In this case, we're imagining that we've passed in an email and all of the email's metadata and content has just come through in a single text field. So how do we go about extracting it? Well, this is a little technique that I developed when I was faced with a similar problem to this a few weeks ago. So I'm just using a multi line text input here so that we can see the data. But you could use this if the data was coming in through an API. So if I do that and then click preview, you'll see that everything is carried across.
Using Split By
I can use the Split By to target specific parts in the data, in our large text data. So I can say from, and I can put space in. And so that's going to split the text around from colon space. And so the first bit of data is going to be blank. But the second bit of data is going to be everything from that point onwards.
So I can go item#2. But that leaves... Okay, let's prove it. Let's just test everything's working. Okay, that's going to provide me with the rest of the text expression. I can then do Split By again. And this time I can do space and I can do the arrow. Basically, what I'm looking for is something that isn't going to change. So that's going to be fixed in every time this piece of text comes through. So from is going to be a label that is going to be fixed every time. And also the formatting of the email address is going to be fixed every time. So if I want to extract the name of the sender, I can do this, which is to have the space, have the arrow, and then this time, it's splitting the message at this point. And so everything before is part one. And then everything after, or at least until we get to another triangle bracket, is one, two, three in our list. So I can just do first item. And there you go. You see, it has reliably extracted the business name or the sender name from the from field. Let's do another example.
Let's say I want to extract the order number. So again, I look for structure that's going to be consistent. So I can do split by, refer to the multi line text input and split by. Okay, and so I can be fairly confident that the hypothetical scenario here is that I want to take details from an order email that's been passed into my Bubble app, and I can assume that the order email subject line is unlikely to change, apart from the beginning bit, apart from the number, and that's the bit I want to extract. So I can go... If I wanted to really be detailed, I'm thinking of, are there possibly any scenarios where what I'm splitting by is going to appear elsewhere? But by making the split by text separator larger, I can narrow down the chance that it's going to not work. So I can go order ID, and I can even do that space and the hash. And then in this instance, I can just go item#2, and there's nothing left at all.
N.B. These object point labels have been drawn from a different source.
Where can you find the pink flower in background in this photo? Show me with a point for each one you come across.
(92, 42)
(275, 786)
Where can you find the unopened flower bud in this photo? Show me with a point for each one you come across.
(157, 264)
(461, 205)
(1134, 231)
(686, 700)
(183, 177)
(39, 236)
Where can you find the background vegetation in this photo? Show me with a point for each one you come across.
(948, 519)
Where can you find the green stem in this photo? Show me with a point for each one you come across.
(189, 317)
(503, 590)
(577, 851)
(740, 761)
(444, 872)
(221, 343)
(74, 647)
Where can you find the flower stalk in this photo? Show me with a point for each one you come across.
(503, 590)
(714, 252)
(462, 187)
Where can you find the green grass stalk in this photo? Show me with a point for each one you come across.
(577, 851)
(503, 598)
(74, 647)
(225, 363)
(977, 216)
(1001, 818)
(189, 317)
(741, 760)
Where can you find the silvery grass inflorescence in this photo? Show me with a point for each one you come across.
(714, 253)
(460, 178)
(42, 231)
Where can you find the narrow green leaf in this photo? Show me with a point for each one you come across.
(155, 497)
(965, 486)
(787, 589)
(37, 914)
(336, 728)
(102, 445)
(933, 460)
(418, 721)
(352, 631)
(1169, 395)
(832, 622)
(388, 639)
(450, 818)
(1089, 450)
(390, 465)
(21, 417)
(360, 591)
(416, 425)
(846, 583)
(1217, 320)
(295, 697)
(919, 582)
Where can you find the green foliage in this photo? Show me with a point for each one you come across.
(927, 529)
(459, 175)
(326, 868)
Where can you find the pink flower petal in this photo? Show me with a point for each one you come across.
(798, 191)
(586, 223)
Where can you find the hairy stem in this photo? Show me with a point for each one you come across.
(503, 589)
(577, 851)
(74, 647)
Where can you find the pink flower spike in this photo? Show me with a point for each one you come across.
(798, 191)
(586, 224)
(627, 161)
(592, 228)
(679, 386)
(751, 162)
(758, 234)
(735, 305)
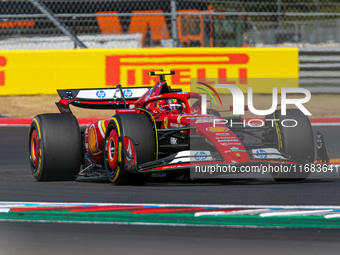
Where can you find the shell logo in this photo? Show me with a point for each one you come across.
(217, 129)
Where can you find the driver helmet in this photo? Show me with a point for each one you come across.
(171, 105)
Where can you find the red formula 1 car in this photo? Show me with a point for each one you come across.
(162, 130)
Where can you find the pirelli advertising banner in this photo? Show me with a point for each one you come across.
(29, 72)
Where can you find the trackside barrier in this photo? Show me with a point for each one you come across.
(8, 122)
(320, 70)
(43, 72)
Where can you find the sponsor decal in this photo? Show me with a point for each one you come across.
(217, 129)
(203, 120)
(228, 144)
(100, 94)
(173, 140)
(127, 93)
(261, 153)
(229, 140)
(222, 135)
(201, 155)
(166, 122)
(176, 125)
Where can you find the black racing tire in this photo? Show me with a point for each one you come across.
(297, 142)
(138, 127)
(55, 147)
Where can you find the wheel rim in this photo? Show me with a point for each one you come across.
(112, 153)
(34, 148)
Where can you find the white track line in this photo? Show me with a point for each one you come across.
(294, 213)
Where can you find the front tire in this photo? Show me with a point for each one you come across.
(55, 147)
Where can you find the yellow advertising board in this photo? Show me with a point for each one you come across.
(29, 72)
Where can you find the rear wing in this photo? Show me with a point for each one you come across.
(104, 98)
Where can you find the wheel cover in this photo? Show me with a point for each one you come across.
(34, 148)
(112, 150)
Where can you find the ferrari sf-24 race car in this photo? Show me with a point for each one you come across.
(164, 131)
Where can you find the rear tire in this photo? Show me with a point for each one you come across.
(137, 127)
(55, 147)
(297, 142)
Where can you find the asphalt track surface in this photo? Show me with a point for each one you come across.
(17, 184)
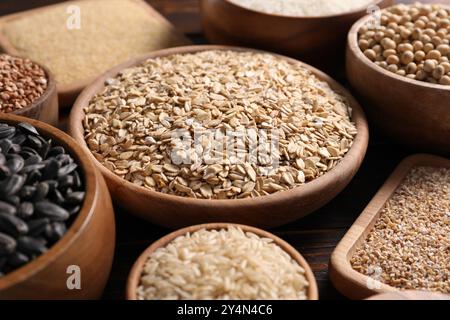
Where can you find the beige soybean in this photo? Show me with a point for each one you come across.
(413, 40)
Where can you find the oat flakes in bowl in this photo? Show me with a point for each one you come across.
(199, 123)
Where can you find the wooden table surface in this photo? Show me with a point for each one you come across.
(314, 237)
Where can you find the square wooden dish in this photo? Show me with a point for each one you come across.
(348, 281)
(68, 93)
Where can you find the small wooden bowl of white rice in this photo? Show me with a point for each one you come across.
(221, 261)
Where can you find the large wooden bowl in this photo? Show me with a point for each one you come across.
(410, 295)
(45, 108)
(88, 243)
(136, 271)
(313, 39)
(268, 211)
(411, 112)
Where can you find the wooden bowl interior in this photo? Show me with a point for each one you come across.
(362, 227)
(410, 295)
(136, 271)
(87, 171)
(314, 187)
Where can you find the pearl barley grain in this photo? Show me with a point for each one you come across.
(410, 241)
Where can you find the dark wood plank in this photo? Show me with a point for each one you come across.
(315, 236)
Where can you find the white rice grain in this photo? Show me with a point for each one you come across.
(221, 265)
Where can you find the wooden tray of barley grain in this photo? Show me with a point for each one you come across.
(348, 281)
(69, 91)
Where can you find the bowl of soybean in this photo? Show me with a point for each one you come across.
(401, 74)
(57, 230)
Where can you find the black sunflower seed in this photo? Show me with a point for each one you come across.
(19, 139)
(58, 197)
(33, 177)
(26, 210)
(33, 159)
(75, 198)
(76, 180)
(14, 200)
(57, 231)
(5, 145)
(34, 142)
(32, 167)
(15, 148)
(7, 208)
(64, 159)
(66, 181)
(74, 210)
(67, 169)
(12, 184)
(4, 171)
(51, 169)
(12, 225)
(18, 259)
(27, 128)
(7, 244)
(15, 163)
(27, 192)
(6, 132)
(41, 193)
(55, 151)
(38, 226)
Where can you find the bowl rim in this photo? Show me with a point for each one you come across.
(133, 276)
(352, 44)
(287, 16)
(49, 91)
(83, 217)
(346, 164)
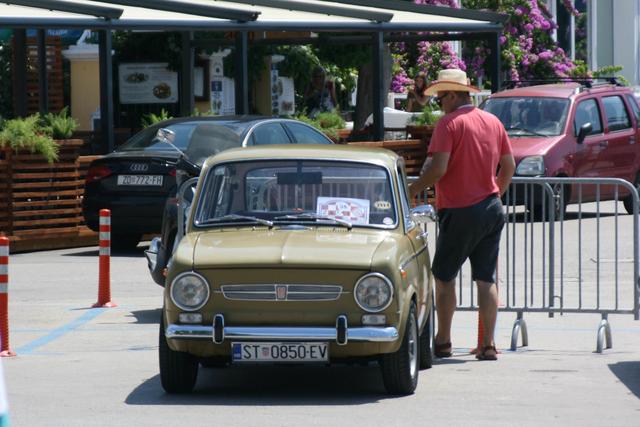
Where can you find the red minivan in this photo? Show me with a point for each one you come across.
(573, 130)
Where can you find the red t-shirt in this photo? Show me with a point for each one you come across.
(475, 140)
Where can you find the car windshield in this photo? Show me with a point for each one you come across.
(530, 116)
(348, 194)
(195, 138)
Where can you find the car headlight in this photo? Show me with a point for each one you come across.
(373, 292)
(189, 291)
(531, 166)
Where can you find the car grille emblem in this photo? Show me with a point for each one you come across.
(281, 293)
(138, 167)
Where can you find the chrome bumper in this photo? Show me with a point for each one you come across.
(341, 334)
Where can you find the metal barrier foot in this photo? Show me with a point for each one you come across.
(604, 333)
(519, 327)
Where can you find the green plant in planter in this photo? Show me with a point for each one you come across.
(152, 118)
(328, 122)
(428, 117)
(27, 134)
(59, 126)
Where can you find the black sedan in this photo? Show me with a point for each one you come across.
(136, 179)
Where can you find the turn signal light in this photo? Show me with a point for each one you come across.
(96, 173)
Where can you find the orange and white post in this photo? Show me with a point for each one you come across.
(5, 351)
(104, 274)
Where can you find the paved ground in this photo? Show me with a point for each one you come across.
(78, 366)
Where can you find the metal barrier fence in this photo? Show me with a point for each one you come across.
(568, 246)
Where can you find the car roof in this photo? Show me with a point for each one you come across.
(372, 155)
(557, 90)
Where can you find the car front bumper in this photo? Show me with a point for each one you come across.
(341, 334)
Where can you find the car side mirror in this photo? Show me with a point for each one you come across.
(585, 130)
(423, 213)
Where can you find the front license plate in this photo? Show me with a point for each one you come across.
(280, 352)
(150, 180)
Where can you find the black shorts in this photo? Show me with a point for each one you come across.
(471, 232)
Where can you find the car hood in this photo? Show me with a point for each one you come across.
(532, 146)
(312, 247)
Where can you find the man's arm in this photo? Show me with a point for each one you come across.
(434, 171)
(507, 168)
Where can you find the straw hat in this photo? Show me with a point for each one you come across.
(452, 79)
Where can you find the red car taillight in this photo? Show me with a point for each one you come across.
(96, 173)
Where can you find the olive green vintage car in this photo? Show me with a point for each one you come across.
(306, 254)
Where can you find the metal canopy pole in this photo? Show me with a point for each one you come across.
(378, 85)
(494, 43)
(43, 84)
(242, 73)
(20, 72)
(186, 82)
(106, 90)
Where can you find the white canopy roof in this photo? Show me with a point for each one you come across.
(271, 14)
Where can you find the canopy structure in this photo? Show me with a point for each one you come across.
(377, 20)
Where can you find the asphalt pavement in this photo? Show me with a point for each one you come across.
(79, 366)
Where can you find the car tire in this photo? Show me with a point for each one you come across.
(124, 242)
(628, 201)
(178, 370)
(400, 369)
(426, 343)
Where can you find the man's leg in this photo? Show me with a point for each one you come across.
(446, 306)
(488, 303)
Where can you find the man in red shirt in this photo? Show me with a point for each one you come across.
(466, 148)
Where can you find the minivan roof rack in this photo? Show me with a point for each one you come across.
(585, 82)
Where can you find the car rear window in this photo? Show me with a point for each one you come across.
(616, 113)
(530, 116)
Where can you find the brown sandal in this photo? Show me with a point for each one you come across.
(482, 354)
(440, 350)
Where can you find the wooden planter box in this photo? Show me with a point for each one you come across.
(41, 202)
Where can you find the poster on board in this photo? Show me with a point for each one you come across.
(147, 83)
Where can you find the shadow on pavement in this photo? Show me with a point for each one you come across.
(629, 374)
(274, 385)
(147, 316)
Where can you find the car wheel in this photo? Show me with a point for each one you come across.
(178, 370)
(628, 201)
(400, 369)
(558, 207)
(125, 242)
(426, 343)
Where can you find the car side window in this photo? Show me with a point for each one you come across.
(268, 134)
(587, 111)
(616, 113)
(404, 199)
(634, 106)
(306, 135)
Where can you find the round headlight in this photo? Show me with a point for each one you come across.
(189, 291)
(373, 292)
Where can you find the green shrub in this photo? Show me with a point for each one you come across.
(428, 117)
(59, 126)
(328, 122)
(152, 118)
(27, 134)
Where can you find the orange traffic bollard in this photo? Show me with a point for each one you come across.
(104, 275)
(4, 298)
Let's hit preview. Okay, so order number is what I've entered in, and it extracts the order number reliably. Let's make it a little bit more interesting as a final example.
Let's put a space in and then we can say put in a piece of text. Okay, so how now would I extract the order number? Because if I go into preview, it's going to do everything after this. And so that's why I end up with the two lines.
Well, you can split by a new line. So I'm still going to target item two because that's everything after my split by text separator. And then I can split by again. And this time I can do two line spaces. Oh, and I need to choose the first item. So I'm saying when you find two line spaces, as we've got here, go with the first item. So that's everything before the two line spaces. And there we have it.
So there's just a couple of techniques that I found to allow you to extract data from a larger volume of text and take out exactly what you need. As long as you've got those fairly consistent... They need to be 100 % consistent labels or basically locations in the text volume that you're working with in order to be able to target reliably what you're trying to extract.